A análise que revelou esses dados foi conduzida pelo Institute for Energy Economics and Financial Analysis (IEEFA), uma organização sem fins lucrativos dos EUA, em colaboração com a Kpler, uma empresa especializada em monitoramento de transportes marítimos, e o ICIS, um fornecedor de dados sobre commodities. De acordo com o IEEFA, as empresas francesas importaram quase 4,4 bilhões de metros cúbicos de GNL russo no primeiro semestre de 2024, em comparação com mais de 2 bilhões de metros cúbicos no mesmo período do ano anterior. No entanto, enquanto as importações francesas aumentaram, a Espanha e a Bélgica mostraram uma estabilidade ou ligeiro declínio em suas compras.
Justificativas e Impactos Econômicos
A TotalEnergies, gigante francesa da energia, é responsável pela maior parte dessas importações. A empresa alega estar vinculada a contratos assinados antes da invasão da Ucrânia pela Rússia, e afirma que a continuação das compras é necessária devido a problemas de logística causados por ataques de rebeldes Houthi a navios que atravessam o Canal de Suez, o que dificultou a chegada de gás do Oriente Médio à Europa.

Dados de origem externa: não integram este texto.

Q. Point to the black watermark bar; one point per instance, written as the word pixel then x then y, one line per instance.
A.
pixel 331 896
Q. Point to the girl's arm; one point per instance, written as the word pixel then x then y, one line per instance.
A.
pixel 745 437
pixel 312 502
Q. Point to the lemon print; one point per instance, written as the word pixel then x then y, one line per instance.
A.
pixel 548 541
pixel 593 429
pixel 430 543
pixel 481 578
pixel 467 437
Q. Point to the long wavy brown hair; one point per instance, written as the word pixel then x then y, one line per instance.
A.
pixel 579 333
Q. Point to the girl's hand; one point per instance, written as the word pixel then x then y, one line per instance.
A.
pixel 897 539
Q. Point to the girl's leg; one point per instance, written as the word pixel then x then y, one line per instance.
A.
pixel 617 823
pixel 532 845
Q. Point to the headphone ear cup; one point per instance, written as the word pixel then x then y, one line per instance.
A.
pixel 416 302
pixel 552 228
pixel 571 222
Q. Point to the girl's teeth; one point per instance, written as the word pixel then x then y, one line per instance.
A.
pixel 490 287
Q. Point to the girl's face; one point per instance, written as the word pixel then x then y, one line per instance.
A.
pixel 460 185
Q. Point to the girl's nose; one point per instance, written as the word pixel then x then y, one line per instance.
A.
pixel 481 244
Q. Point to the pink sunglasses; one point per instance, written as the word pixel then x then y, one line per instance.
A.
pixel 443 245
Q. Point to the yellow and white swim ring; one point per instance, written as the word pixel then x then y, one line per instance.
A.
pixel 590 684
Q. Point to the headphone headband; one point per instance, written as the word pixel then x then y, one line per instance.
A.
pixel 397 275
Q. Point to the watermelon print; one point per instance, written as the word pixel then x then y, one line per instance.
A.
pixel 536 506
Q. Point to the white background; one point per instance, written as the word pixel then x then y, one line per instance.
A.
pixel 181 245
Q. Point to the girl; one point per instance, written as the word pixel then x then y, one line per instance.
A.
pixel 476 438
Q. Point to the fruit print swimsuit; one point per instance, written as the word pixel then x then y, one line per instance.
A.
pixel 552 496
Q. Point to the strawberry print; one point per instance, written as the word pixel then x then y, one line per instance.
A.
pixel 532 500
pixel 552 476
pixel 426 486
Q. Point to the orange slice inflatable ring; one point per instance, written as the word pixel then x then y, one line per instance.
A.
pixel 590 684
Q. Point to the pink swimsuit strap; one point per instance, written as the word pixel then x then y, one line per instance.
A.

O governo francês também tem defendido sua posição, destacando que a França é um dos principais pontos de entrada de GNL na Europa, compartilhando essa posição com a Espanha, que possui o mesmo número de terminais de GNL.
Apesar do aumento nas importações de GNL russo, a demanda interna de gás na França caiu 9% no primeiro semestre de 2024, em comparação com o ano anterior. Ao mesmo tempo, as exportações de gás francês para a Bélgica aumentaram quase 10%, o que levanta questões sobre a real necessidade dessas importações extras de GNL russo.
Implicações para a Segurança Energética Europeia
O maior projeto de GNL da Rússia, localizado na Península de Yamal, no Ártico, continua a ser uma importante fonte de gás para a Europa. A TotalEnergies, que detém 20% de participação nesse projeto, está legalmente comprometida a comprar 4 milhões de toneladas de gás anualmente. A empresa argumenta que só interromperá essas compras se novas sanções forem impostas pela UE.
No entanto, críticos como Savytskyi continuam a pressionar por um embargo total ao gás russo, argumentando que as empresas europeias, especialmente a TotalEnergies, não deveriam ter permissão para manter a Europa dependente do gás de Moscou. Para ele, a continuidade dessas importações é um obstáculo à independência energética da Europa e perpetua a capacidade da Rússia de financiar sua guerra na Ucrânia.
O Futuro da Política Energética Europeia
O debate em torno das importações de GNL russo levanta questões cruciais sobre o futuro da política energética da UE. À medida que o bloco busca reduzir sua dependência de combustíveis fósseis e fortalecer sua segurança energética, será essencial equilibrar a necessidade de suprimentos confiáveis de energia com o compromisso de cortar os laços econômicos com a Rússia.
A situação destaca a complexidade de implementar sanções econômicas eficazes em um cenário global interdependente, onde questões de segurança energética, economia e geopolítica estão intrinsecamente ligadas. A resposta da Europa nos próximos meses será fundamental para determinar o sucesso de sua estratégia de longo prazo para garantir uma transição energética justa e segura.